JoJo Whilden/Universal Pictures—© Universal Studios. All rights reserved.
But She said it also shows how much strategy and tact matter in journalism, especially when reporters are dealing with sensitive subjects. The film opens with a striking, silent scene: It’s Ireland in 1992, and a young woman walking along the coast stumbles upon a film set, a sort of period piece featuring 18th-century soldiers and old wooden ships. The woman watches, mesmerized by what she sees, and it is assumed that she somehow finds work in the cinema, fulfilling a dream. There’s a cut and we see her running down the street, distraught, as if she’s being chased. This vivid series lays the groundwork for what is to come: many of these women hold on to their trauma, possibly secretly, for some 25 years. Some have been rewarded for their silence, but that doesn’t erase the wrongdoing that got them out in the first place. It’s the nest of insidious covers Cantor taps into as she initiates a major story about sexual harassment in the workplace. She would later ask Toohey — who had previously attempted a frustrating investigation into sexual misconduct allegations against then-presidential candidate Donald Trump — to join her. Together they start collecting names and asking questions. But they have no idea who will be willing to talk — or whether their story, which other journalists have previously tried and failed to unravel — will ultimately make a difference at all.

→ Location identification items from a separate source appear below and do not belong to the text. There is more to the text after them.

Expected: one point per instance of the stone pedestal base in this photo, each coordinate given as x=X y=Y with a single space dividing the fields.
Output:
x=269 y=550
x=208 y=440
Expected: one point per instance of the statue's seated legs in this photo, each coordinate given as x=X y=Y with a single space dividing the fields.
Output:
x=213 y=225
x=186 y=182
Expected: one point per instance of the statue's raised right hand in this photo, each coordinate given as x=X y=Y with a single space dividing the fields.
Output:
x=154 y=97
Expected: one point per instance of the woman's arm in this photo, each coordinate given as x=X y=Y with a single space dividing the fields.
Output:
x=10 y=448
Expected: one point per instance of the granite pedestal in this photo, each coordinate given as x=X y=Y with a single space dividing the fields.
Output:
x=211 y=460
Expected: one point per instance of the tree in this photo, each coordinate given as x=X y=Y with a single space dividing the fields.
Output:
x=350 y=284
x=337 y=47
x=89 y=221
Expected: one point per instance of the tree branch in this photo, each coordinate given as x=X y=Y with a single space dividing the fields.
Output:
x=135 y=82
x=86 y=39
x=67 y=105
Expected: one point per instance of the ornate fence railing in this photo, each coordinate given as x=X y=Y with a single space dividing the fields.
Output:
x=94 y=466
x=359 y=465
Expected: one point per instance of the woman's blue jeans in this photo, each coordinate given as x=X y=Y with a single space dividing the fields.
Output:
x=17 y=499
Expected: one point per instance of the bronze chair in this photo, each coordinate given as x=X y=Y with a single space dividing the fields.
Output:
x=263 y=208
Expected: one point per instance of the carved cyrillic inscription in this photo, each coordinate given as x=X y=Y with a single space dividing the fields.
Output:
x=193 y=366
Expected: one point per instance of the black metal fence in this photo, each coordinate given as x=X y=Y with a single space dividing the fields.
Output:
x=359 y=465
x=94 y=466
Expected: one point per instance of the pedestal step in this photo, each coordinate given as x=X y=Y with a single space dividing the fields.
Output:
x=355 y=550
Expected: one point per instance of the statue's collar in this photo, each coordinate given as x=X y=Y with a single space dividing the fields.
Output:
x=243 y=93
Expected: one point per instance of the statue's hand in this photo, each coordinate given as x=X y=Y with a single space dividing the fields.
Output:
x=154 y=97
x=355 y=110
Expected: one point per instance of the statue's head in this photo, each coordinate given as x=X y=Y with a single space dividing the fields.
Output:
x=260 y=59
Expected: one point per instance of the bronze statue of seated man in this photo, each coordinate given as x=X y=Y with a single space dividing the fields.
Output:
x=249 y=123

Read more: Why She said One of the must read books of 2019
Somehow, Schrader makes this uncertainty a palpable presence in the story. She also shows how, despite this anxiety, Twohey and Kantor manage to get their subjects talking. Samantha Morton is amazing as Weinstein’s ex-assistant working in the London office who has seen him bully his boss at his worst, but also recognizes that as appalling as his behavior is, it’s really just part of the story. from a larger systemic problem. Jennifer Elle—as the same girl we’d seen in the film’s opening sequence, now middle-aged—has a superb scene in which she describes to Cantor the abuse she suffered and how she initially felt her own naivety was a problem. Cantor and Toohey define their drive as one of the greater good: if these women tell their stories, maybe they can make things better for other women who come after them. But everyone, including reporters, is aware of the searing facts: these victims had to live with their own shame and anger for years simply because there was he was talking and no one cared.
There are some difficult moments She said, scenes where the two lead actors seem to be declaiming rather than speaking to each other. At one point, the pixie Kantor asks the more glamorous but equally no-nonsense Toohey if she regrets taking the assignment. The question hangs in the air perhaps just before Twohey answers; the movie doesn’t need that kind of manufactured drama. (The screenplay is by Rebecca Lenkiewicz, based on Toohey and Cantor’s account of their investigation, published in 2019.) Most of all, though, Schrader, who also directed the terrific bittersweet romantic comedy I’m your man— maintains smooth gear rotation. In one of the film’s nicest, if lighter, moments, Toohey and Cantor, ready to knock on the doors of some unsuspecting potential sources, have ditched their work dark skirts and trousers in favor of less embarrassing gear: they they laugh when they realize they are both wearing similar white summer dresses and matching sandals. But what they end up accomplishing is serious work. The Twohey and Kantor report clear the way for more Weinstein victims to come forward; in 2020 he was convicted of two felonies, including rape, and is currently serving a 23-year prison sentence. These women achieved a record victory with hard work and a few pieces of luck: the cell phone deliberately left on the restaurant table by a primary source, the well-known actress who decided at the eleventh hour to record her story. That’s how journalism works. And sometimes the little girls waiting for you at home are part of your motivation.